The immaculately constructed mansion is just steps from sculptures and paintings by the likes of Degas and Pissarro, and what is possibly the world’s largest marble collection.
I’m not house-hunting; I’m dollhouse-marveling. Miniature master William Robertson’s Twin Manors features more than 75,000 pieces. Authenticity’s absolute: the roof’s made with 18th century wood, the bricks from 18th century brick dust. Those nearby sculptures and paintings? Meticulous miniature interpretations of actual masterpieces. They’re among astonishing creations at the Toy & Miniature Museum of Kansas City.
Turns out that this bastion of barbecue is also a hotbed of unconventional art.
My sampling starts with the world’s largest collection of fine-scale miniatures: breathtaking furnishings, pottery, appliances, machines, cameras and other items faithfully reproduced on one inch to the foot scale, 1/12th their actual size.
Robertson’s jaw-dropping precision also inspirits Architect’s Classroom, a room setting filled with drafting tools, desks, models, even micro-replicas of photographs of landmark architecture. The Kansas City miniaturist got his start as a boy in Washington, D.C. carving replacement puzzle pieces and examining models at the Smithsonian.
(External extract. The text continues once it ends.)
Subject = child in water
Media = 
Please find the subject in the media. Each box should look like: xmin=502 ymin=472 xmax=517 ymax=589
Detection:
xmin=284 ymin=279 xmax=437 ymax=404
He crafts his own miniscule tools, including jeweler’s saws, router bits and a micro hand-plane.
Authentic miniatures must function like their full-size counterparts — except musical instruments. They just don’t make beautiful music in miniature.
Clinking and swooshing of glass orbs in floor-to-ceiling mazes draw me into the marble zone. Cathy and Larry Svacina, a local couple, met at a marble auction, combined their swirls, sulfides, Benningtons, Chinas and onionskins upon marrying, then donated one million marbles (give or take a few) to the museum.
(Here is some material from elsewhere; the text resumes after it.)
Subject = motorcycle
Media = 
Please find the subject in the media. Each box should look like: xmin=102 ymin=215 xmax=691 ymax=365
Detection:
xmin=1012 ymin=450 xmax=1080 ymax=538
“We’re trying to break the Guinness Book of World Records for World’s Largest Marble Tournament in 2013,” says museum educator Amanda Clark. “We broke it in 2008 and are anxious to earn back the title.”
Rooms of antique playthings kindle delight unmatched by today’s electronic diversions. Artifacts include 1890s cast-iron mechanical banks, intricately carved animals of countless species, a covered wagon made from matchsticks by a jailed man, tea sets and model trains circling tracks. Imagination is sparked by magic viewers, treasure houses, ornate stick-figure stages and peep shows, a 15th-century creation employing optical illusion.
Georgiana, a doll from 1750s England, “has her original clothing and has glass eyes and a wig of real human hair,” notes Clark. A collection of delicate French dolls made of bisque were not for playing, but, Clark explains, “to practice adult skills like sewing and keeping up with fashion trends.”
Biking northward, I stop to wander through a free oasis of fantasy flora at Kauffman Memorial Garden, then on to the Nelson-Atkins Museum of Art. I expected stunning works but found surprises as well — including free admission and a 22-acre sculpture park where headless wanderers, molten-metal trees and mammoth badminton shuttlecocks pop up like magical visions.